September 1, 2014 - 4:03pm
Tartine "morning bun"
We were recently in San Francisco, so of course I made a pilgrimage to Tartine bakery. They have something called a morning bun (or it might be "morning roll"), which appears to be a long piece of dough that is coated in cinnamon sugar and coiled up. Simple, but really good—it seems to be a staple in SF cafés.
Is there a recipe for this in any of the Tartine books?
Janet
Hi Janet, The morning bun sold at Tartine Bakery is their croissant dough rolled with cinnamon sugar and orange zest. I've made it at home a few times and mine are almost the same as the ones they sell at the bakery. I use this recipe: http://www.7x7.com/recipes/tartines-heavenly-morning-buns-recipe. You can use Tartine's croissant dough recipe or any other croissant recipe.
Happy baking,
Mary
I haven't had Tartine's version, but the ones I've encountered are basically just cinnamon buns made with croissant dough. I'm on the east coast though, so maybe it's different out in California.
If you have made laminated dough before, you can probably use the same recipe you've done before, and once the dough is made, coat it with cinnamon sugar, roll it up, and cut into rounds, then proof and bake.
If you haven't made laminated dough before, you may want to look at txfarmer's page - there's some really beautiful work over there.
We made these at a former job. At my former job the owner liked to copy Tartine to a point that it felt wrong. But yes you roll out laminated croissant dough into a rectangle as if for making cinnamon buns. Egg wash the dough. Make a cinnamon sugar filling which, if I remember correctly, was mostly if not all brown sugar. Then mix in some orange zest. Spread a nice layer over dough and press down lightly. Roll up tightly like a jelly roll and cut into desired thickness (they and we make them rather large but your muffin tin will decide this). place in a greased muffin tin and proof. Bake until deep golden. As soon as they come out while still hot/warm roll in more cinnamon sugar.
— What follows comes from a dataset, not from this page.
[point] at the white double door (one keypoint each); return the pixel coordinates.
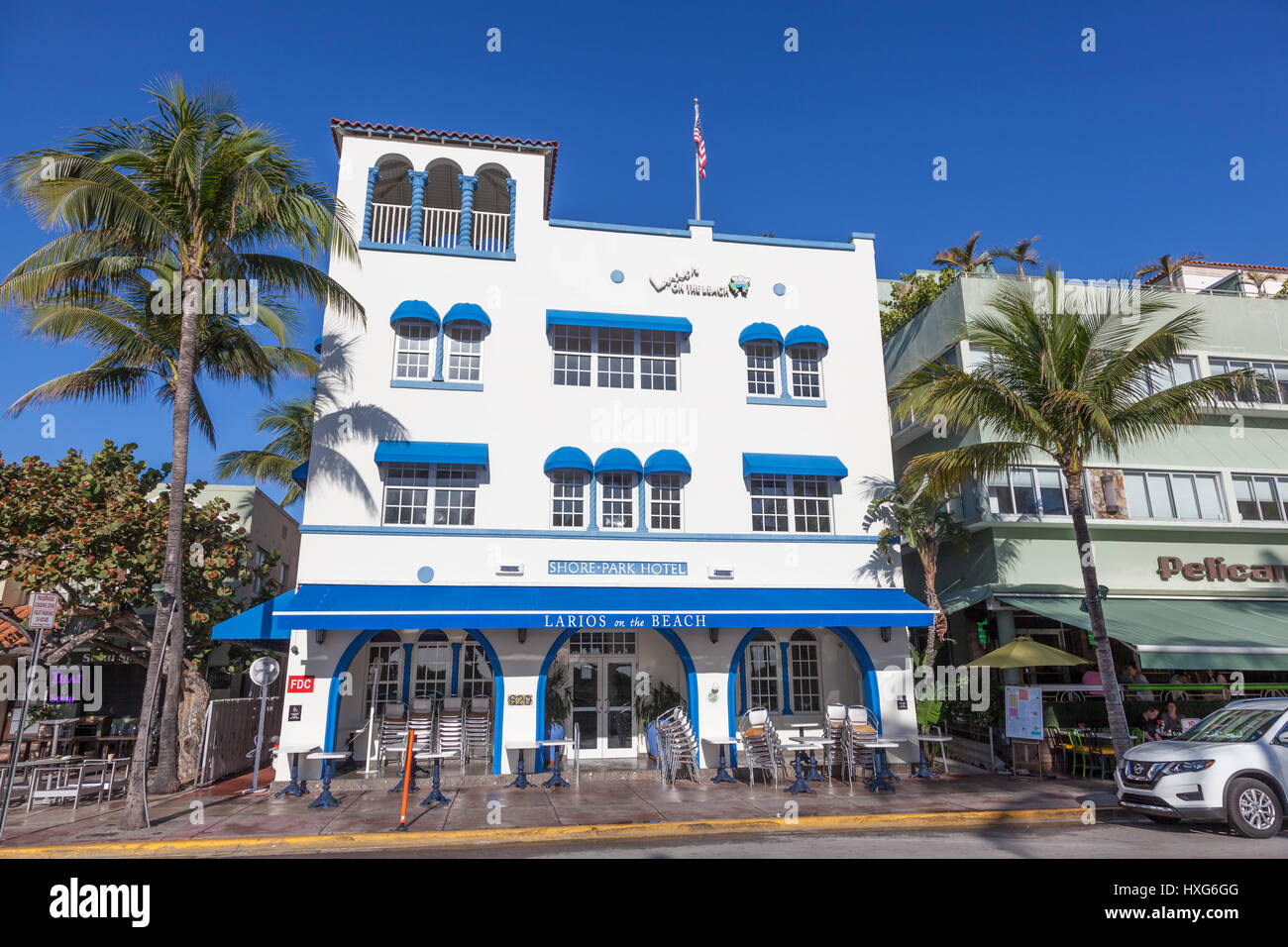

Season 2 of "The Mind of a Chef" which is now on Netflix actually visits Tartine and films Chad making these.
Cheers
Josh
Before the brown sugar, cinnamon mix goes on with a little walnuts and chocolate chips because she isn't human and can eat anything, anytime and never gains an ounce of weight. I think it is an illness but she pays me no mind whatsoever and even brags about it!
The Tartine croissant recipe calls for active dry yeast. Can I use the same amount of instant yeast? Somewhere I read that "active dry" contains a larger proportion of dead yeast, which seems to indicate that less instant yeast should be used.
I assume (but am not certain) that, once hydrated, the two yeasts leaven at the same rate, so timing of the recipe will not be affected.
if ADY is called for in the recipe. I only make poolishes with a pinch of yeast anyway and one packet lasts me a whole year. Supposedly better flavor that way too I hear .....if your pallet is good enough to distinguish between the two - mine is not though.
Our local pastry shop now carries kouign amann. It seems to be a laminated yeast dough rolled in sugar, some of which turns crunchy during baking. I made only one visit to Tartine, so details of their morning bun are a little hazy. Are they pretty much the same sort of pastry?